Juiz extingue 2 ações para suspensão de sepultamentos

O juiz da Primeira Vara da Comarca de Juína (735 km a noroeste de Cuiabá), Edson Dias Reis, julgou extinta, sem resolução do mérito, duas ações populares propostas por Antonio Romualdo Neto em face dos municípios de Rondolândia e Castanheira. O magistrado sustentou que a ação popular não é o meio adequado para o tipo de ação, que pretendia suspender as atividades de sepultamento nos cemitérios dos municípios ante a inexistência de licenciamento ambiental. Segundo o magistrado, o meio adequado seria uma ação civil pública, a ser proposta pelo Ministério Público Estadual (MPE).

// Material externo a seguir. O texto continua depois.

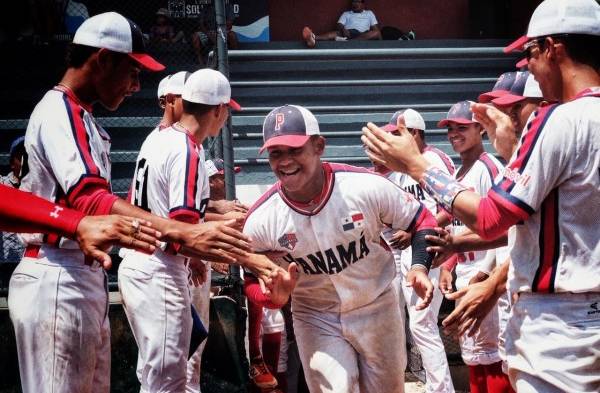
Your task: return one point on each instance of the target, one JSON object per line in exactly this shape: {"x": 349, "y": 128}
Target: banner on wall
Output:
{"x": 250, "y": 17}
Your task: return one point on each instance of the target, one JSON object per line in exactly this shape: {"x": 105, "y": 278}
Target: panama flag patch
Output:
{"x": 354, "y": 221}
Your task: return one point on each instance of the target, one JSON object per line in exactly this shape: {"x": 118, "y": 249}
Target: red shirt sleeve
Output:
{"x": 255, "y": 294}
{"x": 27, "y": 213}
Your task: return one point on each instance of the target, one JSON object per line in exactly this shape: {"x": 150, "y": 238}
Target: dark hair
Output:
{"x": 580, "y": 48}
{"x": 197, "y": 109}
{"x": 78, "y": 54}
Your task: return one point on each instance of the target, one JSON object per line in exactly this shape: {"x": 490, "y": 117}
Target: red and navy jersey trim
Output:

Nas ações populares, o autor alegou que os cemitérios dos municípios de Rondolândia e Castanheira não possuem licenciamento ambiental para o seu funcionamento, causando assim poluição do meio ambiente através da contaminação do lençol freático. Argumentou que não foram realizados estudos topográficos, geológicos e hidrogeológicos a fim de identificar a aptidão de áreas para instalação da necrópole e que, em razão disso, poderá ocorrer a contaminação dos poços rasos e trazer riscos à saúde daqueles que se utilizam da água de tais poços. Apresentou ainda estudos acerca dos riscos inerentes ao sepultamento de cadáveres sem o devido cumprimento da legislação pertinente e, por fim, requereu liminarmente a antecipação de tutela para determinar a suspensão das atividades de sepultamento dos cemitérios ante a inexistência de licenciamento ambiental, sob pena de multa diária no valor de R$ 10 mil.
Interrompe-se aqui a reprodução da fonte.